Googlism: Being Poor

There. Comprehensive, permanent and lazy. It's perfect!

Tuesday, September 06, 2005

I'm not buried, I'm underwater (Or something very like that)




... went to Borders today and verily verily, I stumbled unto a reading of 72 Hour Hold by its author, Bebe Moore Campbell.

Damn, she's good. Not only are her metaphors liquid sublime perfection, the woman is poured certainty in a tall glass, neither shaken nor stirred.

If I were a woman, I'd want to be her.

Saturday, September 03, 2005

"A Boot Stamping on a Human Face ... Forever".

Google Purge




And they thought I was mad! MAD, I tell you!!

MwahahahaHaHAHAHAHAHAHAHAAHAHAh-ghk!

Friday, September 02, 2005

On the ground ...

... this guy is somehow maintaining a livejournal live and direct from New Orleans. Check this s#&t out:

The people are so desperate that they're doing anything they can think of to impress the authorities enough to bring some buses. These things include standing in single file lines with the eldery in front, women and children next; sweeping up the area and cleaning the windows and anything else that would show the people are not barbarians.

The buses never stop.


Not on TV.

He says it's the slowest mandatory evacuation ever, and he wants to know why they were told to go to the Convention Center area in the first place; furthermore, he reports that many of them with cell phones have contacts willing to come rescue them, but people are not being allowed through to pick them up.

Not on TVgoddamit.

I'm angry and yet I can feel it ringing false. If the government was screwing up last week when nothing dramatic was wrong, why should this week be any different?

Garbage in, garbage out as the saying goes.

----------

Also, is it wrong that I find all the comments boring and pointless? It's either "teh govt. suxx0rs!!11" or "this is the real story right here". I mean, so? What we need to be doing is levees fixed, food/medicine in and people out. Everything else is just hot air.

----------

Speaking of hot air, I shall now spew some:

New Orleans is essentially a feral city now.

Just a little puff. Sorry.

subpost made at 12:31 AM Sep 3 2005

Thursday, September 01, 2005

Medusaheaded for Mnemonic Purposes.



When Femtotech just doesn't cut it any more, it becomes time for Ontotech.

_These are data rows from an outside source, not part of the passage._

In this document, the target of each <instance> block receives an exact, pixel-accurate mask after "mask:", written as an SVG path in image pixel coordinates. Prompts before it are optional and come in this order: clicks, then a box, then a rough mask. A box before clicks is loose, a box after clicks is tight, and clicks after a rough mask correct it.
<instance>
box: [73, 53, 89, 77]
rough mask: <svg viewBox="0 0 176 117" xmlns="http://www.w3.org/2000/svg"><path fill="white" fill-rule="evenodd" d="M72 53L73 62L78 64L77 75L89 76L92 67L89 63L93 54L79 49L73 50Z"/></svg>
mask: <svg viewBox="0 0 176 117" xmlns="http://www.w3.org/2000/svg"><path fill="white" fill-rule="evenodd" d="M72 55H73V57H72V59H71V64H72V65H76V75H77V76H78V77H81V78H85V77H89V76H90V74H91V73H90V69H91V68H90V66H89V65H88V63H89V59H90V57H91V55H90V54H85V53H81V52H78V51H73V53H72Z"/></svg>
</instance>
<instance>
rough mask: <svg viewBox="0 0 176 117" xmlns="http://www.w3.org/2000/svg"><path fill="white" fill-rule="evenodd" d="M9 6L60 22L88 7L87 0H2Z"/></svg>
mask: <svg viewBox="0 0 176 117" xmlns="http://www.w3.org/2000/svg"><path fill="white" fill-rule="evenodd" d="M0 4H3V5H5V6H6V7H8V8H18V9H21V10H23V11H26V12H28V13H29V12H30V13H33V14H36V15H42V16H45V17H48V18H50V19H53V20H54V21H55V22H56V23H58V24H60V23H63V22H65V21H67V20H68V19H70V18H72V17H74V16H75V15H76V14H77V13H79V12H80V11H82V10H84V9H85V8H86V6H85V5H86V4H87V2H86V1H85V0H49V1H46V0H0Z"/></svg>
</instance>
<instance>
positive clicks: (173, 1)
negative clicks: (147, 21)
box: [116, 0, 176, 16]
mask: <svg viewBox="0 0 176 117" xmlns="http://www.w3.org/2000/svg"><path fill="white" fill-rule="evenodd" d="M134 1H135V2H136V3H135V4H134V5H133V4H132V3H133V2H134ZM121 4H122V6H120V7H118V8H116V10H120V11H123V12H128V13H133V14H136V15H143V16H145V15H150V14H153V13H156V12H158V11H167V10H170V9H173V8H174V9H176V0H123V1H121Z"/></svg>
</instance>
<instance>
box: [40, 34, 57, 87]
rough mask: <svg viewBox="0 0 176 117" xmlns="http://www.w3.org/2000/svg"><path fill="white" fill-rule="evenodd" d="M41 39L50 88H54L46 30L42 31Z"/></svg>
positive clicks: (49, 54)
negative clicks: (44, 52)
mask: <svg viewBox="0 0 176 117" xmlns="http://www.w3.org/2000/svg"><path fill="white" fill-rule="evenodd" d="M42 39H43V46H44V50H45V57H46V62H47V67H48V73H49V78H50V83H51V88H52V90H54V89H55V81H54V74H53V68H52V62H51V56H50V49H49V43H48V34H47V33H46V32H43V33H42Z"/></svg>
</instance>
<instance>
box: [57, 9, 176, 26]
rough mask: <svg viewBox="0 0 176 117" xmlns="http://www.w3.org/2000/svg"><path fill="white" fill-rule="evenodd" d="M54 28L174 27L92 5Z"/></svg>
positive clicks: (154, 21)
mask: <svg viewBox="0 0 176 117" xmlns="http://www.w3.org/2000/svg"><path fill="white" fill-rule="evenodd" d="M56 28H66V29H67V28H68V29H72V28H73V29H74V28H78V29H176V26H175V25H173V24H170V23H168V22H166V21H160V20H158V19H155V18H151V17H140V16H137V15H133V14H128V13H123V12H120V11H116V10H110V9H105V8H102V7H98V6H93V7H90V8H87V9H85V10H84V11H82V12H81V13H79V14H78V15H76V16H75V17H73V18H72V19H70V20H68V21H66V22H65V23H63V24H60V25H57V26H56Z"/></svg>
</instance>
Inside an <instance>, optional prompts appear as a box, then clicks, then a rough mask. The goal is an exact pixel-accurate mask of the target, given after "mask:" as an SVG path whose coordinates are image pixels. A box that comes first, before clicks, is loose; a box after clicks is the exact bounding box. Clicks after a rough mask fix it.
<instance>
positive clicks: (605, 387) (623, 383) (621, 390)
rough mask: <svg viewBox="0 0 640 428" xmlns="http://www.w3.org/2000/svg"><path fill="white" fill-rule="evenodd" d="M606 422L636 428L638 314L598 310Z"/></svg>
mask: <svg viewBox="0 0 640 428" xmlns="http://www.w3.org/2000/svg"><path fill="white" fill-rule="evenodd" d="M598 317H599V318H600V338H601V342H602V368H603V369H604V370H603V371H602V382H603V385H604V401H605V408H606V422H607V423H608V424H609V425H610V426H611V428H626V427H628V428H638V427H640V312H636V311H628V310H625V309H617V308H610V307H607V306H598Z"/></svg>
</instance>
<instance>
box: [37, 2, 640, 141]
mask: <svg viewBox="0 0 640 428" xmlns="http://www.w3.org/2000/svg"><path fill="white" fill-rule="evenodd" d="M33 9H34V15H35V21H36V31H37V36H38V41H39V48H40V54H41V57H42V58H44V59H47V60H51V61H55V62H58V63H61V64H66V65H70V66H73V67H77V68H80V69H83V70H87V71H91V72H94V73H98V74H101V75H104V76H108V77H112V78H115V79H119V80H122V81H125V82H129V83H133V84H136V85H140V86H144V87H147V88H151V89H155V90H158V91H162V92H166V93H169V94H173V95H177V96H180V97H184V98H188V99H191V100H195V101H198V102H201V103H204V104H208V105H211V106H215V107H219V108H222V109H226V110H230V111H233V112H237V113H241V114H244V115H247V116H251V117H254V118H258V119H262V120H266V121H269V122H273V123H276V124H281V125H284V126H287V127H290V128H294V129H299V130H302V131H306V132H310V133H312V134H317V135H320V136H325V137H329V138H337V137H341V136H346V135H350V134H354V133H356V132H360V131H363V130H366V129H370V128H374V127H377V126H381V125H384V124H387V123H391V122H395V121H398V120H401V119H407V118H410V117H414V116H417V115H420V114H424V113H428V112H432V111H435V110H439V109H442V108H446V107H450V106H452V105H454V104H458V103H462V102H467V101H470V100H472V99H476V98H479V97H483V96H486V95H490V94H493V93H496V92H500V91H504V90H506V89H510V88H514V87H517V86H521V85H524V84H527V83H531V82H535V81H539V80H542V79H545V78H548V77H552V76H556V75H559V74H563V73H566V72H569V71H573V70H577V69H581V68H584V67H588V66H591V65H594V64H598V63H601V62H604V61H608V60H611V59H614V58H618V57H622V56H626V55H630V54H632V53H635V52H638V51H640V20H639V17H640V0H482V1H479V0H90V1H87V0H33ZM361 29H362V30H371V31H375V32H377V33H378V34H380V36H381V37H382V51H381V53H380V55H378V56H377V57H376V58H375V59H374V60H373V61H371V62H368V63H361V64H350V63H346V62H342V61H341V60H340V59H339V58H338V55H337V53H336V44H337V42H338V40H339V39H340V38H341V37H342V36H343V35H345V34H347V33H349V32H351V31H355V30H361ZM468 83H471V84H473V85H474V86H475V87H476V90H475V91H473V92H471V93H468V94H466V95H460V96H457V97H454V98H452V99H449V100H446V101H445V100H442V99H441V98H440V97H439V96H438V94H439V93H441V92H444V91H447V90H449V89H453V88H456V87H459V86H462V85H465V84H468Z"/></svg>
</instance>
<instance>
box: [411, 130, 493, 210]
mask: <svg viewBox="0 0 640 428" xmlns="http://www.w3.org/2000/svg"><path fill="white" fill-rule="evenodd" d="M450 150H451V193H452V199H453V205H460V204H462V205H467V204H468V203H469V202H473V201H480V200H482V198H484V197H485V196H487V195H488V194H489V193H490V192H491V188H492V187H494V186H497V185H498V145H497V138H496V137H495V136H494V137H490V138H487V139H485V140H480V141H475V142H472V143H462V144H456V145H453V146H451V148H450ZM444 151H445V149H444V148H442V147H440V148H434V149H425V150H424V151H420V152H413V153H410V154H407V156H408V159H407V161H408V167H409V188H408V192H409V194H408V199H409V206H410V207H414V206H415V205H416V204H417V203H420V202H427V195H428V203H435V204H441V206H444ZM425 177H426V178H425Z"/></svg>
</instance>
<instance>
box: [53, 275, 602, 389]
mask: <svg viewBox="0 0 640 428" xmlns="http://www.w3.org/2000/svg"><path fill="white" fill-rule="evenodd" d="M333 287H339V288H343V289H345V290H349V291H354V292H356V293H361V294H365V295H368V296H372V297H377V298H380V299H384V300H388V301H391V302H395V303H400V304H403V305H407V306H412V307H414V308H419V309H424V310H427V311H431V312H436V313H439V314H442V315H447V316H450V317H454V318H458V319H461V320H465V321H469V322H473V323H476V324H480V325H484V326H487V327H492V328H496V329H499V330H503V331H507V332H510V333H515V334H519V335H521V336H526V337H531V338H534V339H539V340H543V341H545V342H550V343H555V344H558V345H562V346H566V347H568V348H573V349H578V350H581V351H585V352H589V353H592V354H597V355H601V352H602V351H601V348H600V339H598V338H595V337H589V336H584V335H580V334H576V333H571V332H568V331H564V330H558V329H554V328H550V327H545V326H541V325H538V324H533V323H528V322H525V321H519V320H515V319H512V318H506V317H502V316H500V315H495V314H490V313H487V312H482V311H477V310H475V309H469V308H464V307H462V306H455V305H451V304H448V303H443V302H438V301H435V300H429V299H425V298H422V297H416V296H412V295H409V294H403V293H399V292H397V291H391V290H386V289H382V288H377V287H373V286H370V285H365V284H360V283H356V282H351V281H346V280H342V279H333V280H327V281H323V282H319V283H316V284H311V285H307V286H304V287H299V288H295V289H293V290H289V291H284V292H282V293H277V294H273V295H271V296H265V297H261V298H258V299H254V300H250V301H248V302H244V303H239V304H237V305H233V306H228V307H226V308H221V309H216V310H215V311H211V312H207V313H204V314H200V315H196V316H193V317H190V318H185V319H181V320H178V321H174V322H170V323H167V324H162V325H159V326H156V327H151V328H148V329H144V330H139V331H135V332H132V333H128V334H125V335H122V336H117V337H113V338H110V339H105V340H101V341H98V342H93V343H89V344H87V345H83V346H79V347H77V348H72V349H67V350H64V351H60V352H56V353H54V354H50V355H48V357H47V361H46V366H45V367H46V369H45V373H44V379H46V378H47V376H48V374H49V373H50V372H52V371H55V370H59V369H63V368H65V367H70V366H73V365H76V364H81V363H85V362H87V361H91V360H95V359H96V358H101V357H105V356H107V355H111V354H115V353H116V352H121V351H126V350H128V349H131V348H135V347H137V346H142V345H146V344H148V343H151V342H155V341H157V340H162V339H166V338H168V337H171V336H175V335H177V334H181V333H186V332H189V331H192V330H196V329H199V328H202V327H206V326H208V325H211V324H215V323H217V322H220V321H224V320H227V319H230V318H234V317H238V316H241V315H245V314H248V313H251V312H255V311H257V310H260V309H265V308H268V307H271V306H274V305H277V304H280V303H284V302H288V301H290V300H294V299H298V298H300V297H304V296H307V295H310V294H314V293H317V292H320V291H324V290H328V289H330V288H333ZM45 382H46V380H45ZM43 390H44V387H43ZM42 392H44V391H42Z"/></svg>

Forget telling quarks what to do and hack the laws of freaking physics.

Image from einstein.stanford.edu

------------

In other news ...

Regenerating Mice

SCIENTISTS have created "miracle mice" that can regenerate amputated limbs or damaged vital organs, making them able to recover from injuries that would kill or permanently disable normal animals.

The experimental animals are unique among mammals in their ability to regrow their heart, toes, joints and tail.

And when cells from the test mouse are injected into ordinary mice, they too acquire the ability to regenerate, the US-based researchers say.


And the countdown to all my Wolverine fantasies coming true starts ... now.

Watch this space.

this post made at 7:46 PM Sep 2 2005

New Orleans.

I have been remiss. Here's someone who hasn't.



It occurs to me that there must be a role-reversal going on down there right now. Those who were non-existent a week ago suddenly find themselves in the same boat as everyone else. In the land of the post-apocalyptic, the pre-existing homeless are king.